In the daytime I figured my parents could keep an eye on me to make sure I wasn't becoming a caterpillar hotel. I was probably cruising for a psychotic episode from sleep deprivation, so it wasn't so surprising that the one time that one did drop on me while I was in bed (reading, but having gotten sleepy and let the book drop to my side), I nearly had a heart attack.
I didn't see it drop, I just heard a suspicious "click" - and looking around madly, I saw nothing. That is, I saw nothing until it moved. It had landed on the bookmark resting on my chest and was, coincidentally, the same approximate color as the graphics on the bookmark. Everything went flying. I'm sure I was much too traumatized to scream and only managed a "Ggglggllgglggghhhhh!" as I defended my honor against a helpless larva. I spent the rest of the night pacing the house.

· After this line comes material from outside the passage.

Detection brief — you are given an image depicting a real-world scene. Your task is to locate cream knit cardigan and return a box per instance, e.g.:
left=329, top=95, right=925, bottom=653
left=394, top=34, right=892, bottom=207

Although I moved to Hilton Head permanently (despite that episode, the giant flying cockroaches, and the spiders as big as the diameter of a tennis ball that were fast but very stupid and thought if they stood stock still that they were invisible while you went to fetch a flyswatter from the other end of the house) and stayed for about 6 years, we never had another infestation of the army worms. I moved after that to New York City where cockroaches might have been abundant, but they were small and slow and squished easily under a rubber glove.
Their natural history interests me, especially after reading Locust : the devastating rise and mysterious disappearance of the insect that shaped the American frontier by Jeffrey A. Lockwood. But I really never want to have to go through the march of the armyworms again.